The Federal Capital Territory (FCT) Executive Committee has ordered all pertinent health agencies to take all necessary preventive measures against the outbreak of the deadly children disease known as diphtheria.
An individual’s nose, throat, and occasionally skin are affected by the deadly bacterial infection known as diphtheria, which is brought on by the Corynebacterium species of bacteria.
A substantial, greyish membrane that covers the tonsils and throat. throat discomfort and hoarseness. enlarged lymph nodes and swollen glands in the neck. breathing difficulty or fast breathing.
Adults over 60 and children under 5 are more at risk for contracting it. People who are malnourished, live in crowded or unsanitary surroundings, and children and adults without the most recent vaccines are also at risk.
Respiratory diphtheria is brought on by the diphtheria bacteria, which can enter the body through the mouth and nose. It is spread from one person to another through respiratory secretions or by breathing in droplets contaminated with diphtheria germs when a sick person coughs or sneezes.
To reduce the possibility of the disease spreading within the territory, the Health and Human Services Secretariat of the FCT Administration is further instructed to guarantee heightened surveillance, awareness development, and sensitization by all relevant authorities.
This instruction was given by the FCT committee at its meeting on Monday in Abuja, the capital of Nigeria, according to a statement signed by Mohammed Hazat, the FCTA’s director of information and communication.
It urged the FCT Health and Human Services Secretariat to communicate with the Area Council Services Secretariat and the Chairmen of the Territory’s six Area Councils in order to call an emergency meeting right away with the necessary technical Partners and develop strategies to deal with the disease.
The organism known as Corynebacterium diphtheria causes the bacterial infection known as diphtheria, which typically affects unvaccinated children and people with low immunity in their throat, nose, and occasionally their skin. Fever, runny nose, sore throat, cough, red eyes, swollen neck, and breathing difficulties are further signs of the illness.
The ease with which droplets from coughing or sneezing, contact with contaminated clothing and items, and direct contact with sick individuals can spread diphtheria highlights the significance of hygiene and environmental cleanliness in prevention. Unvaccinated people, those who live in congested areas or in places with poor sanitation are the ones who are most at danger.
Children are urged to complete the National Childhood Immunization Schedule’s prescribed three doses of the Pentavalent vaccination to lower their risk of developing the disease. Despite the expectation that at least 95% of all children will be immunized, the FCT’s immunization coverage now stands at 83%, compared to the national average of 57%. This will help to stop the spread of disease.
As cases have been reported in certain states around the FCT, the meeting urged the Health and Human Services Secretariat to mobilize the cooperation of all stakeholders and ensure widespread sensitization of all populations to further reduce the risk of catching the illness.
Due to security concerns, the EXCO further ordered the Abuja Metropolitan Management Council (AMMC) to limit the activities of the Point of Sales (POS) operators dispersed around the Federal Capital City to exclusively commercial zones.
“POS is a commercial enterprise, and as such, should only be done in the specified commercial locations,” it stated.
In addition to having an impact on security, POS operators’ operations also produce environmental annoyances since they draw in other economic activity, which leads to the production of unchecked garbage.
The EXCO emphasized once more the value that the current FCT Administration leadership places on the safety and welfare of the citizens.
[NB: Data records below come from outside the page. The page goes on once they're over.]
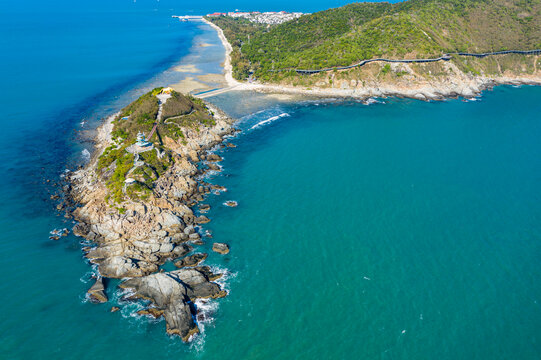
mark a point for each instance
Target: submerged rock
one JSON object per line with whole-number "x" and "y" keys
{"x": 214, "y": 157}
{"x": 220, "y": 248}
{"x": 96, "y": 293}
{"x": 173, "y": 293}
{"x": 155, "y": 313}
{"x": 191, "y": 260}
{"x": 202, "y": 219}
{"x": 204, "y": 207}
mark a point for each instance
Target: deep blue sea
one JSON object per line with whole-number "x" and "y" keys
{"x": 398, "y": 229}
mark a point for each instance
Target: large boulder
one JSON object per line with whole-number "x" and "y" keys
{"x": 191, "y": 260}
{"x": 173, "y": 292}
{"x": 220, "y": 248}
{"x": 96, "y": 293}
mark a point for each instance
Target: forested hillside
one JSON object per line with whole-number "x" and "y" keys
{"x": 410, "y": 29}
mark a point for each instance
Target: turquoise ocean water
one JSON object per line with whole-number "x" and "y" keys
{"x": 398, "y": 229}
It promised to take all necessary precautions to protect every Nigerian living in Abuja, including visitors.
The FCT Permanent Secretary, Olusade Adesola, the FCT Minister’s Chief of Staff, Mallam Muhammad Mai-Borno, Secretaries of the FCT Mandate Secretariats, and other Directors were present at the FCT EXCO meeting, which was presided over by Mallam Muhammad Bello, the FCT Minister.
How does diphtheria cause death?
Because the germs that cause it create a potent toxin, diphtheria is harmful (poison). The poison destroys the cells in the throat, nose, and mouth. It doesn’t take long for the dead cells to accumulate and form a membrane that can cling to the throat and cause choking to occur.
How long does diphtheria last?
How long is diphtheria contagious? In 7 to 10 days, the issue is typically resolved, either positively or negatively. There can occasionally be long-term side effects include brain damage, paralysis, or arthritis.
Is diphtheria an STD?
While cutaneous diphtheria frequently occurs from mild injuries, typical respiratory diphtheria is spread by droplets. The first instance of sexually transmitted diphtheria in a patient with non-gonococcal urethritis following orogenital contact is described in this study.
Antibiotics. Erythromycin or penicillin are suggested antibiotics for cutaneous or respiratory diphtheria.